Esports organization TSM has announced that it is suspending its relationship with FTX, the major cryptocurrency exchange it signed a $210 million sponsorship deal with in 2021. The announcement comes just two days after TSM said it was “consulting legal counsel” on how to proceed in the wake of the crypto company’s sudden, spectacular collapse into bankruptcy.
“After monitoring the evolving situation and discussing internally, we’re suspending our partnership with FTX effective immediately,” TSM said in a statement. “This means that FTX branding will no longer appear on any of our org, team, and player social media profiles, and will also be removed from our player jerseys. This process may take some time to complete as some social platforms have made changes to their product features.”

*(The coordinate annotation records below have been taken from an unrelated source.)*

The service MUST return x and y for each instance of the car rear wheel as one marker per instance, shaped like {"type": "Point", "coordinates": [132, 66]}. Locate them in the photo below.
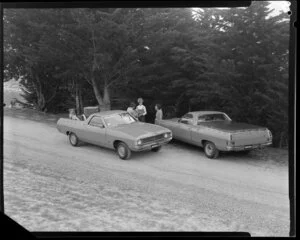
{"type": "Point", "coordinates": [211, 150]}
{"type": "Point", "coordinates": [123, 151]}
{"type": "Point", "coordinates": [156, 149]}
{"type": "Point", "coordinates": [73, 139]}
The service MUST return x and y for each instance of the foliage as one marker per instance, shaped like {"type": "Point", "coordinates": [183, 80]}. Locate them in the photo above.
{"type": "Point", "coordinates": [232, 60]}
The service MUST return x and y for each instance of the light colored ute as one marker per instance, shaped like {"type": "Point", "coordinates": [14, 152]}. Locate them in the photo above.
{"type": "Point", "coordinates": [215, 131]}
{"type": "Point", "coordinates": [115, 130]}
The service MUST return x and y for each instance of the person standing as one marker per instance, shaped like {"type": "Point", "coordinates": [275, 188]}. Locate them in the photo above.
{"type": "Point", "coordinates": [159, 113]}
{"type": "Point", "coordinates": [131, 110]}
{"type": "Point", "coordinates": [141, 109]}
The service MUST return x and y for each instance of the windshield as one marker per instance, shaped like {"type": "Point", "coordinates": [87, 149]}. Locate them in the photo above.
{"type": "Point", "coordinates": [212, 117]}
{"type": "Point", "coordinates": [118, 119]}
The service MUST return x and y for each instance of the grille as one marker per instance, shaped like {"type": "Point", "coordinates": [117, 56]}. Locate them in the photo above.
{"type": "Point", "coordinates": [153, 138]}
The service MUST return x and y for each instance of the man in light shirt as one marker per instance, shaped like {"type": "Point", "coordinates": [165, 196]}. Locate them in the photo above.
{"type": "Point", "coordinates": [141, 109]}
{"type": "Point", "coordinates": [159, 114]}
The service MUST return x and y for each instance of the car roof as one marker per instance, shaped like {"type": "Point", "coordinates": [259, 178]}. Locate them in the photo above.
{"type": "Point", "coordinates": [204, 112]}
{"type": "Point", "coordinates": [107, 113]}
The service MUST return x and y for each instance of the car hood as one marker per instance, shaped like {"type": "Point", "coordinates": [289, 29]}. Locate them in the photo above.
{"type": "Point", "coordinates": [139, 129]}
{"type": "Point", "coordinates": [231, 126]}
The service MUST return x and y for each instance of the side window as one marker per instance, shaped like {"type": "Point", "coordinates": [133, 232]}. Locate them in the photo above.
{"type": "Point", "coordinates": [187, 119]}
{"type": "Point", "coordinates": [96, 122]}
{"type": "Point", "coordinates": [188, 115]}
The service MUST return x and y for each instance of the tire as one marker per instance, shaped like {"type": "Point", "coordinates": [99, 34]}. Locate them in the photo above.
{"type": "Point", "coordinates": [156, 149]}
{"type": "Point", "coordinates": [211, 150]}
{"type": "Point", "coordinates": [73, 139]}
{"type": "Point", "coordinates": [123, 151]}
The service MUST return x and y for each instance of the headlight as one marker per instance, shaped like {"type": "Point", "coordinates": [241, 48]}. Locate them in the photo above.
{"type": "Point", "coordinates": [230, 143]}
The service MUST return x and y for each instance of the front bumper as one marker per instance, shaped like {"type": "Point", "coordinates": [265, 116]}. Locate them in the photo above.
{"type": "Point", "coordinates": [247, 147]}
{"type": "Point", "coordinates": [151, 145]}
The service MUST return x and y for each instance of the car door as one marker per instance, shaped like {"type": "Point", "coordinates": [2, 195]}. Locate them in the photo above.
{"type": "Point", "coordinates": [183, 129]}
{"type": "Point", "coordinates": [95, 132]}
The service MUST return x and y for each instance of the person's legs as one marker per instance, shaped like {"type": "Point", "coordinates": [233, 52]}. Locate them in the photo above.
{"type": "Point", "coordinates": [142, 118]}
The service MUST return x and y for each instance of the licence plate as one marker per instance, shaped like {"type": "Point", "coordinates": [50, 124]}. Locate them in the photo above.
{"type": "Point", "coordinates": [248, 147]}
{"type": "Point", "coordinates": [154, 146]}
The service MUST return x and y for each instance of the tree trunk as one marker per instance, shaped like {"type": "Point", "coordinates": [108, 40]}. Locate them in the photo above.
{"type": "Point", "coordinates": [78, 99]}
{"type": "Point", "coordinates": [38, 89]}
{"type": "Point", "coordinates": [96, 91]}
{"type": "Point", "coordinates": [106, 98]}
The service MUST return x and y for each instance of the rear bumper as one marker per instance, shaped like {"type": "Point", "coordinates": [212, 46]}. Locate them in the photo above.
{"type": "Point", "coordinates": [247, 147]}
{"type": "Point", "coordinates": [151, 145]}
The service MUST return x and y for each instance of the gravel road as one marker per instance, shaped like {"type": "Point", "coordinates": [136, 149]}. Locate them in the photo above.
{"type": "Point", "coordinates": [51, 186]}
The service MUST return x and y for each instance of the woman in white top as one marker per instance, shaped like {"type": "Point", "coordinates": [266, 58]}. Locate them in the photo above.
{"type": "Point", "coordinates": [141, 109]}
{"type": "Point", "coordinates": [72, 114]}
{"type": "Point", "coordinates": [131, 110]}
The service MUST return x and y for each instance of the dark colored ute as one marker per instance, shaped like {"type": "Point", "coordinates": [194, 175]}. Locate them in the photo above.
{"type": "Point", "coordinates": [230, 126]}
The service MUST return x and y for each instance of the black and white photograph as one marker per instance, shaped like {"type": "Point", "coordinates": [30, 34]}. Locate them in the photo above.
{"type": "Point", "coordinates": [147, 119]}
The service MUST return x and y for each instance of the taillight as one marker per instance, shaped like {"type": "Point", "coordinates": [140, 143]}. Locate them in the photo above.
{"type": "Point", "coordinates": [230, 143]}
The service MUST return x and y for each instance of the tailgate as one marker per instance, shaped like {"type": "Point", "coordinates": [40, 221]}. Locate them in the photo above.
{"type": "Point", "coordinates": [250, 137]}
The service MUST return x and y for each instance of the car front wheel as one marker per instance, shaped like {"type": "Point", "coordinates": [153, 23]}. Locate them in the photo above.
{"type": "Point", "coordinates": [123, 151]}
{"type": "Point", "coordinates": [211, 150]}
{"type": "Point", "coordinates": [73, 139]}
{"type": "Point", "coordinates": [156, 149]}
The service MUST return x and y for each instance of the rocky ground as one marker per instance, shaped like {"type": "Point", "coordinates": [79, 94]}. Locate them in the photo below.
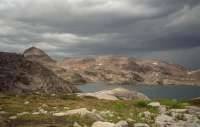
{"type": "Point", "coordinates": [39, 110]}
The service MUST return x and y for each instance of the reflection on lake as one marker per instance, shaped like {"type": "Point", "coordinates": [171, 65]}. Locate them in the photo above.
{"type": "Point", "coordinates": [154, 92]}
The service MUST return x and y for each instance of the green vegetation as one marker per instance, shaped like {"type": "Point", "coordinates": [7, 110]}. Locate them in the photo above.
{"type": "Point", "coordinates": [117, 110]}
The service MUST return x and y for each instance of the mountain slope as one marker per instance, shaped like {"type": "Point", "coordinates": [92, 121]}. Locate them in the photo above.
{"type": "Point", "coordinates": [38, 55]}
{"type": "Point", "coordinates": [115, 70]}
{"type": "Point", "coordinates": [125, 70]}
{"type": "Point", "coordinates": [20, 75]}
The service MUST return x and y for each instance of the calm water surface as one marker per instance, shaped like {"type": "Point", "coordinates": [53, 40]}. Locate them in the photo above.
{"type": "Point", "coordinates": [154, 92]}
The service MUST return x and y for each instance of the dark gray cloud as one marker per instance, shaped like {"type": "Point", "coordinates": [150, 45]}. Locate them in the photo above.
{"type": "Point", "coordinates": [143, 28]}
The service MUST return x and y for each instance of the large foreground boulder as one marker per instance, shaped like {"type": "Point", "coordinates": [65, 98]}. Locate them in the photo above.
{"type": "Point", "coordinates": [18, 75]}
{"type": "Point", "coordinates": [116, 94]}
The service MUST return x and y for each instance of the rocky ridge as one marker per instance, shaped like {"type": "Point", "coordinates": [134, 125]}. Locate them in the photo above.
{"type": "Point", "coordinates": [115, 70]}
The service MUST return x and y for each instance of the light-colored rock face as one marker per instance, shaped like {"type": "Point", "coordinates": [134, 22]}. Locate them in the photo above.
{"type": "Point", "coordinates": [116, 94]}
{"type": "Point", "coordinates": [82, 112]}
{"type": "Point", "coordinates": [154, 104]}
{"type": "Point", "coordinates": [179, 118]}
{"type": "Point", "coordinates": [123, 70]}
{"type": "Point", "coordinates": [141, 125]}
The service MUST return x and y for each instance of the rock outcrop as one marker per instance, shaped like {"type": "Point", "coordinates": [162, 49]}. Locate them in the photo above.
{"type": "Point", "coordinates": [115, 70]}
{"type": "Point", "coordinates": [125, 70]}
{"type": "Point", "coordinates": [116, 94]}
{"type": "Point", "coordinates": [18, 74]}
{"type": "Point", "coordinates": [36, 54]}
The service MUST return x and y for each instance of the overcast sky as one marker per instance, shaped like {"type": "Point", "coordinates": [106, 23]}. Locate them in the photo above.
{"type": "Point", "coordinates": [162, 29]}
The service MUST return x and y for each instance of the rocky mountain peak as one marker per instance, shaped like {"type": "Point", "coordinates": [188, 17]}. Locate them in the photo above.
{"type": "Point", "coordinates": [36, 54]}
{"type": "Point", "coordinates": [33, 51]}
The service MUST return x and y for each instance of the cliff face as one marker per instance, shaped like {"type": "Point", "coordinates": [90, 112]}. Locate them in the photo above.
{"type": "Point", "coordinates": [125, 70]}
{"type": "Point", "coordinates": [114, 70]}
{"type": "Point", "coordinates": [37, 55]}
{"type": "Point", "coordinates": [20, 75]}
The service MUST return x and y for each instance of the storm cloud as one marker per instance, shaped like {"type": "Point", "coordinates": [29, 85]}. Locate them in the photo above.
{"type": "Point", "coordinates": [162, 29]}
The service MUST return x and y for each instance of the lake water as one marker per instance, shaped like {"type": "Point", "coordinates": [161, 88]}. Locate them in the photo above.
{"type": "Point", "coordinates": [153, 92]}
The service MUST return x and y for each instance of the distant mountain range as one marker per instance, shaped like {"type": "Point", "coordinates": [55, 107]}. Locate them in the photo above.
{"type": "Point", "coordinates": [19, 75]}
{"type": "Point", "coordinates": [36, 71]}
{"type": "Point", "coordinates": [115, 70]}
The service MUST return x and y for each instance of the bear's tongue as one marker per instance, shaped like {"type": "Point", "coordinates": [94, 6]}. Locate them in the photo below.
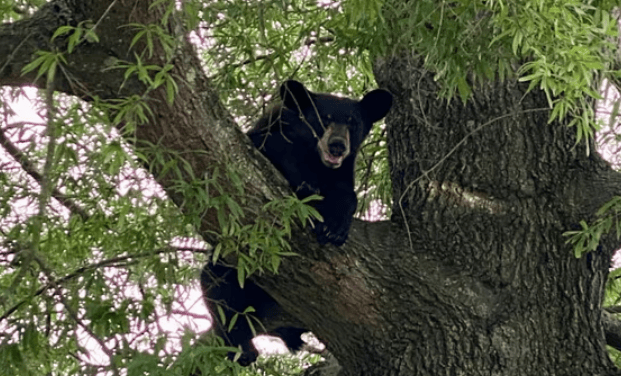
{"type": "Point", "coordinates": [333, 161]}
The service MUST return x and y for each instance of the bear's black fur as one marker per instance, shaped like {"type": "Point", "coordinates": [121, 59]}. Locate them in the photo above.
{"type": "Point", "coordinates": [312, 139]}
{"type": "Point", "coordinates": [221, 288]}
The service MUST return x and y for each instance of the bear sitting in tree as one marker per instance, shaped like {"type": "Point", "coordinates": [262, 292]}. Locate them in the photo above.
{"type": "Point", "coordinates": [312, 139]}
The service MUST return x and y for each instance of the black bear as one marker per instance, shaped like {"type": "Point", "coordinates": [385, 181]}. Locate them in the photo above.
{"type": "Point", "coordinates": [221, 288]}
{"type": "Point", "coordinates": [312, 139]}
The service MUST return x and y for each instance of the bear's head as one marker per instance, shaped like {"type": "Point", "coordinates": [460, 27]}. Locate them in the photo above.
{"type": "Point", "coordinates": [339, 124]}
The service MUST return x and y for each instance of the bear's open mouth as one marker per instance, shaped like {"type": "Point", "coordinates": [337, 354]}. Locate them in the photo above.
{"type": "Point", "coordinates": [330, 160]}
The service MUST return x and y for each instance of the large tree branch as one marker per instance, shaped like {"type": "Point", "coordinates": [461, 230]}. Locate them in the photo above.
{"type": "Point", "coordinates": [612, 329]}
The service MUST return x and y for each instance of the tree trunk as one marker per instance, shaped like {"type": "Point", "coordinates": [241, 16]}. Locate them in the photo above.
{"type": "Point", "coordinates": [471, 276]}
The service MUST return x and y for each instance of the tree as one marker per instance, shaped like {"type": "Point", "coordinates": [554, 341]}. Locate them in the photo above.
{"type": "Point", "coordinates": [471, 275]}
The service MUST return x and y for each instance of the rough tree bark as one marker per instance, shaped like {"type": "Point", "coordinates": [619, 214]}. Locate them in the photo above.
{"type": "Point", "coordinates": [471, 276]}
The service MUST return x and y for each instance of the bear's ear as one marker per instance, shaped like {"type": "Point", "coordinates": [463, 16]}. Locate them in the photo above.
{"type": "Point", "coordinates": [295, 96]}
{"type": "Point", "coordinates": [376, 104]}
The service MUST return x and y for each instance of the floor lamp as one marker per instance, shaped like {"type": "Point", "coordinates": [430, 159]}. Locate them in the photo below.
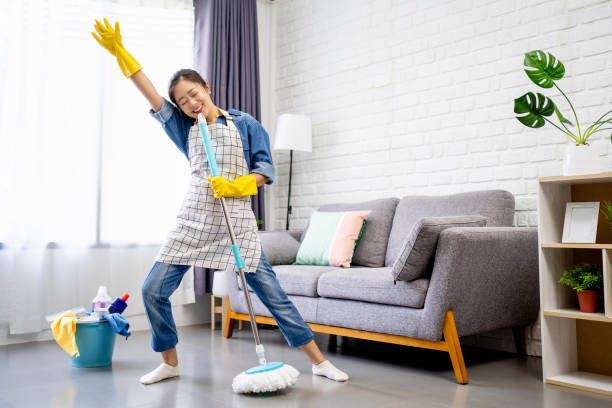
{"type": "Point", "coordinates": [293, 132]}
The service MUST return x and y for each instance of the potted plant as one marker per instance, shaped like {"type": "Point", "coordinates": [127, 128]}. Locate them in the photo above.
{"type": "Point", "coordinates": [533, 109]}
{"type": "Point", "coordinates": [586, 280]}
{"type": "Point", "coordinates": [607, 212]}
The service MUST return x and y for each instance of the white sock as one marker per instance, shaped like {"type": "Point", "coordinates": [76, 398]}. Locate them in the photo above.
{"type": "Point", "coordinates": [327, 369]}
{"type": "Point", "coordinates": [160, 373]}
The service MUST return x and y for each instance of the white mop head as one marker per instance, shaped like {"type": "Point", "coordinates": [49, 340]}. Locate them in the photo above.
{"type": "Point", "coordinates": [267, 378]}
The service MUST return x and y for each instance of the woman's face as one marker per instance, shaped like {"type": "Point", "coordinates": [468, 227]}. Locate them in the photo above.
{"type": "Point", "coordinates": [192, 98]}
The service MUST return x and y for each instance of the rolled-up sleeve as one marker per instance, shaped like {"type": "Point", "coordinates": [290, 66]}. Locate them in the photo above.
{"type": "Point", "coordinates": [261, 156]}
{"type": "Point", "coordinates": [175, 123]}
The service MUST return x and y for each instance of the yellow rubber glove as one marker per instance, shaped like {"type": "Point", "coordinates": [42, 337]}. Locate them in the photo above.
{"type": "Point", "coordinates": [111, 41]}
{"type": "Point", "coordinates": [239, 187]}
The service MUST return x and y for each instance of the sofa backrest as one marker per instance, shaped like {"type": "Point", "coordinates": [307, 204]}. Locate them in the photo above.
{"type": "Point", "coordinates": [497, 206]}
{"type": "Point", "coordinates": [372, 246]}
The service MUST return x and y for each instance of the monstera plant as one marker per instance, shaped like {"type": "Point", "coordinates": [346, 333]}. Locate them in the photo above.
{"type": "Point", "coordinates": [533, 109]}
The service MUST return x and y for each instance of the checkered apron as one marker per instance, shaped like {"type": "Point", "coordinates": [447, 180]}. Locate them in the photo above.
{"type": "Point", "coordinates": [200, 237]}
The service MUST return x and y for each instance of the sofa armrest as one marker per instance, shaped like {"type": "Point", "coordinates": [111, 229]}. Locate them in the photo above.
{"type": "Point", "coordinates": [488, 277]}
{"type": "Point", "coordinates": [279, 246]}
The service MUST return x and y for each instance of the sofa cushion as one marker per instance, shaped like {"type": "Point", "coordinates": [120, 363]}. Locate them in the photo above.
{"type": "Point", "coordinates": [331, 238]}
{"type": "Point", "coordinates": [279, 246]}
{"type": "Point", "coordinates": [373, 243]}
{"type": "Point", "coordinates": [417, 255]}
{"type": "Point", "coordinates": [497, 206]}
{"type": "Point", "coordinates": [298, 279]}
{"type": "Point", "coordinates": [374, 285]}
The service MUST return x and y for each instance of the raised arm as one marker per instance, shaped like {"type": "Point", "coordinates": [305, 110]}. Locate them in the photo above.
{"type": "Point", "coordinates": [110, 39]}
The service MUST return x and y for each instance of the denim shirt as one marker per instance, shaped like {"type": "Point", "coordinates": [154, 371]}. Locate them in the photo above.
{"type": "Point", "coordinates": [255, 139]}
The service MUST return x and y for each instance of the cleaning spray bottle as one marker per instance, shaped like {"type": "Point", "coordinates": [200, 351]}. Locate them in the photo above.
{"type": "Point", "coordinates": [119, 305]}
{"type": "Point", "coordinates": [102, 299]}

TSM signed a 10-year, $210 million naming rights deal with FTX in June 2021, resulting in a name change to TSM FTX. But FTX fell into disarray in early November after investigations into the company’s financial health sparked a run that led to $6 billion of withdrawal requests over just three days.
The logo on the TSM website has already been changed to remove FTX, but it remains in place on Twitter for now because of the ongoing chaos at the social media company, which is preventing at least some verified users from changing their names.
Forbes ranked TSM as the world’s most valuable esports org earlier this year, although ironically some of that $540 million valuation arose from the FTX deal. Despite that, the company said in today’s statement that it remains “a strong, profitable, and stable organization,” and said the FTX mess will not have an impact on its operating plan.
(Image credit: TSM )
TSM isn’t the only sports organization to sever ties with FTX over the past week: Brazilian esports organization Furia, which signed a one-year deal worth $3.2 million with FTX in April, pulled the plug on November 11, as did the Miami Heat of the National Basketball Association. The NBA’s Golden State Warriors followed suit a few days later.